Leitsatz (redaktionell)
1. Sich nach einer ihm unbekannten Verwaltungsübung zu erkundigen, kann der steuerliche Berater dann verpflichtet sein, wenn die Behörde über den noch zu stellenden Antrag nach ihrem Ermessen zu entscheiden hat. Kann der für den Mandanten zu stellende Antrag nur Erfolg haben, wenn die Behörde den Rahmen ihres Ermessens überschreitet, ist der Berater jedoch zu einer Erkundigung grundsätzlich nicht verpflichtet.

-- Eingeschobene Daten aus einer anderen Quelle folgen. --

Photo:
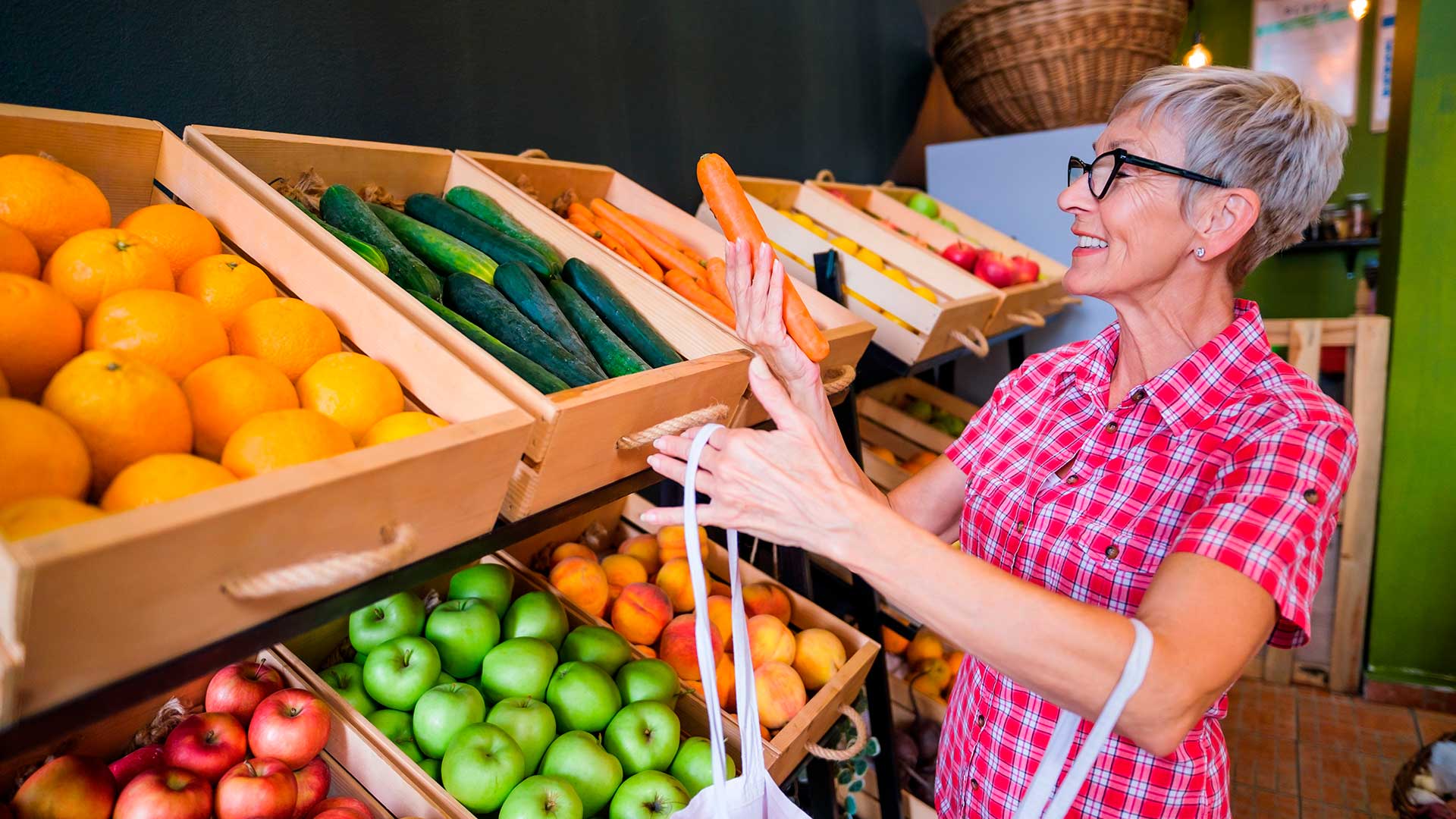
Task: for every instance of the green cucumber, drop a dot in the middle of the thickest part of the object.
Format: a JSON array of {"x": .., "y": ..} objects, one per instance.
[
  {"x": 438, "y": 213},
  {"x": 346, "y": 210},
  {"x": 615, "y": 356},
  {"x": 619, "y": 315},
  {"x": 533, "y": 373},
  {"x": 443, "y": 253},
  {"x": 364, "y": 249},
  {"x": 525, "y": 290},
  {"x": 490, "y": 212},
  {"x": 487, "y": 308}
]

2. Veröffentlichte Erlasse der örtlich zuständigen Oberfinanzdirektionen zur Gewährung von Vergünstigungen (hier: steuerfreie Rücklagen und Sonderabschreibungen nach dem Zonenrandförderungsgesetz) muß ein steuerlicher Berater kennen, wenn er Mandanten berät, die solche Vergünstigungen in Anspruch nehmen wollen.
3. Die Haftung wegen mangelhafter steuerlicher Beratung unterliegt bei einem Rechtsanwalt und Wirtschaftsprüfer, der nicht zugleich Steuerberater ist, nicht der Verjährung nach § 68 StBerG; sondern je nachdem, ob er als Rechtsanwalt oder Wirtschaftsprüfer tätig geworden ist, beträgt die Verjährungsfrist drei oder fünf Jahre.
Normenkette
BGB §§ 675, 249; BRAO § 51; WiPrO § 51; StBerG § 68; ZRFG § 3
Verfahrensgang
OLG München (Urteil vom 19.05.1994) |
LG München I |
Tenor
Auf die Revision der Klägerin wird das Urteil des 32. Zivilsenats des Oberlandesgerichts München vom 19. Mai 1994 aufgehoben.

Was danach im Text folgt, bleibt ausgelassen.